Cada vez contamos con más oferta de centros de interpretación o museos y cada vez es más frecuente escuchar manifestaciones de incomodidad porque esos espacios no adaptan su funcionamiento al viajero, su principal cliente. Los hay que en pleno verano cierran a las seis de la tarde, o que mantienen un anárquico ritmo de horarios, nada profesional ni riguroso. Esa necesidad de generalizar la cualificación y calidad en la atención es extensible a otros servicios, como los hosteleros. Y, en fin, aunque el grueso de los entrevistados por LA NUEVA ESPAÑA califican de normales los precios de la región, van en aumento quienes ya perciben esta comunidad como cara, un toque de atención que, con la que está cayendo, invita a reflexionar seriamente.

Reza un proverbio que la belleza está en los ojos del que mira. A Asturias la miraron, y la describieron bella, Pío Baroja, que, atemorizado por los precipicios del puerto del Palo, ordenaba a su chófer arrimarse del lado del monte, o Rubén Darío, que oía a las olas lamer las casas de San Juan de la Arena en las noches de galerna; Azorín, que desde el traqueteo de un vagón vio surtir hilillos de humo tenue de las caserías lejanas y valles sombreados por pomares y castaños, o Concha Espina, que la poetizó: «Yunque de mi raza, corona de Iberia, batida y acicalada por el hierro y la hulla».

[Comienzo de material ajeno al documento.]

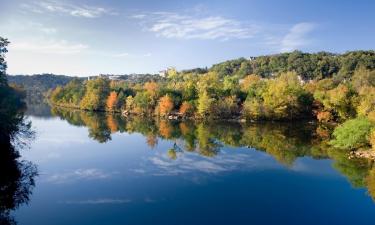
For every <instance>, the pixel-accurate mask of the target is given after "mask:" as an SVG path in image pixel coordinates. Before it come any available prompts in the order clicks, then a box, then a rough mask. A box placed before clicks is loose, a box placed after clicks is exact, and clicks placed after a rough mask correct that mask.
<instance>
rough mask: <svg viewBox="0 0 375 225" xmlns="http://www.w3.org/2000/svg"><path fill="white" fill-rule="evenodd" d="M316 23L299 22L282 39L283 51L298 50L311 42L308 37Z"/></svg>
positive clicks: (315, 25) (281, 47)
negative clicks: (308, 35)
mask: <svg viewBox="0 0 375 225" xmlns="http://www.w3.org/2000/svg"><path fill="white" fill-rule="evenodd" d="M315 27H316V25H315V24H314V23H297V24H295V25H294V26H293V27H292V28H291V29H290V30H289V32H288V33H287V34H286V35H285V36H284V37H283V39H282V40H281V51H283V52H287V51H292V50H296V49H298V48H301V47H303V46H306V45H308V44H310V43H311V39H309V38H308V37H307V34H309V33H310V32H311V31H313V30H314V29H315Z"/></svg>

La experiencia goza de crédito, el boca a oreja constituye la mejor publicidad. Y Asturias, a la que tanto le cuesta venderse bien, siempre acogió a excelsos cantores. A falta de datos oficiales, el verano se salva mejor de lo esperado. Incluso, si no hablamos de ingresos y sólo de número de pernoctaciones, con brillantez. El éxito no debe ocultar la necesidad de progresar. «Asturias, lo dice todo el mundo», es el último lema para promocionar el Principado. Escuchar lo que dice todo el mundo podría remedarse, es lo que hace falta para dar un salto turístico hacia adelante. Para exprimir todo el jugo de un sector que ya supone tanto para la riqueza regional.